Маяковский любил Хлебникова. Он и Брик (в неизданной статье) написали о нем лучше всех. Сам Маяковский и писал и думал иначе, чем Хлебников, но неизменно говорил о нем как о гениальном поэте, великом языкотворце.
В Москве Хлебников жил у кого-то во Вхутемасе. Я только мимоходом, один раз, была в этой комнате, опять увидела наволочку, набитую рукописями, рюкзак, неубранную кровать. Потом Хлебников исчез.
… Летом, в июне двадцать второго года, ко мне на чердак, в Салтыковском переулке (сейчас он называется Петровский, и дом №5, где я жила во дворе, совсем перестроен), пришли двое. Как ни напрягаю память — не могу вспомнить, кто это был. С одним я была знакома: как будто это был Дмитрий Петровский. Другой, кажется, художник, был очень сердитый человек небольшого, по сравнению с первым, роста.
Они сказали, что так как никого: ни Маяковского, ни Бриков — в городе нет (все уехали тогда в Пушкино), то они решили попросить меня поговорить с Анатолием Васильевичем Луначарским: смертельно болен Хлебников, лежит в деревне Санталово, надо его вывезти, нужен санитарный вагон, врач… Сердитый человек говорил со мной так, будто я виновата во всем. Я растерялась, сказала, что сейчас же пойду, позвоню секретарю Луначарского. Мне хотелось сказать, что я бы и сама поехала, но я побоялась…
Сердитый человек немного смягчился, видя, как я испугалась за бедного Велимира. Я и не знала, насколько ему было плохо, но в сердце больно кольнуло чувство вины…
Секретарю я тогда же позвонила, он обещал договориться с Анатолием Васильевичем, и на следующий день, когда я вернулась из университета домой, совсем к вечеру, я застала там совершенно взбешенного Леню Болотина — своего товарища по студии ЛИТО, который сказал, что сейчас уже семь, а в четыре часа меня ждал Луначарский, который в тот же вечер куда-то уехал на несколько дней…
Что можно было сделать? Я снова звонила секретарю, просила, он обещал, — но прошло несколько дней — и мы узнали о смерти Хлебникова.
Да, надо было весь день дежурить дома, пойти к Луначарскому, достать разрешение на вагон, все бросить, поехать туда, помочь привезти Хлебникова…

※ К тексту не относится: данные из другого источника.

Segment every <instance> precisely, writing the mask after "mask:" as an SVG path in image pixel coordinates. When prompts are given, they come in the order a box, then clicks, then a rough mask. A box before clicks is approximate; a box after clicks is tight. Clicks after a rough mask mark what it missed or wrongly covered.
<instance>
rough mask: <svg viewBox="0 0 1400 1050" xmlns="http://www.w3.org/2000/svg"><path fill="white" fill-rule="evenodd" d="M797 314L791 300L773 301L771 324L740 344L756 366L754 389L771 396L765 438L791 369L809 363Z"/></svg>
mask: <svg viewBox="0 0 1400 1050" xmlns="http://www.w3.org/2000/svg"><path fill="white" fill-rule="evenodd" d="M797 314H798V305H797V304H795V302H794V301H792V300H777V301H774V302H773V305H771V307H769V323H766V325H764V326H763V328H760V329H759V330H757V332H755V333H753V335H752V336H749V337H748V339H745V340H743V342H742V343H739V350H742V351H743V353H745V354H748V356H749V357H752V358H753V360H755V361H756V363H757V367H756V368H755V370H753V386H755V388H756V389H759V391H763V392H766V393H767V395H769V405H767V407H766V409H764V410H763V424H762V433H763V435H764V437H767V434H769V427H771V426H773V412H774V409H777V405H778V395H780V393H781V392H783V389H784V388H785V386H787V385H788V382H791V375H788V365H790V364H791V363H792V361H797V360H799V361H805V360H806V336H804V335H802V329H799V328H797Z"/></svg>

Через много лет, вероятно, году в сороковом, уже в Ленинграде, мы, вместе с вдовой художника Матюшина, Ольгой Константиновной, разбирали ее архив — она хотела передать его в Пушкинский дом. И на листках, — нет, почти что на клочках бумаги, я увидела рисунки Хлебникова — проекты домов для „будетлян”. Там был Дом-Цветок, с расходящимися лепестками этажей, Дом-Улей, пронизанный сплошной стеклянностью окон, Дом-Утюг, — должно быть, какой-нибудь комбинат, где сами собой шьются и гладятся светлые утопические штаны и рубашки. — и еще много разных домов, просвеченных солнцем, просквоженных ветром.
… И если когда-нибудь в Стране из серебра выстроят такой город — не коробочный, а лесной, пчелиный город, пусть там, среди цветов и прозрачностей, поставят портрет Хлебникова и тот рисунок Митурича, где, в темной бане, на голых досках, лежит, вытянувшись во весь рост, Поэт, Провидец, Председатель Земного Шара.
… А в тридцать втором году, после одного из процессов, Владимир Бессмертный, человек удивительной красоты и большого поэтического дара, погиб где-то на Севере, в болотах. Говорили, что он сам оборвал свою недолгую жизнь, не вынеся клеветы и осуждения.
И я кладу его имя в курган славы Хлебникова, как маленький, но драгоценный камень.

Воспроизведено по: Ученые записки Тартусского государственного университета. Вып. 184. Труды по русской и славянской филологии, т. IX. Литературоведение. Тарту, 1966. С. 266–270.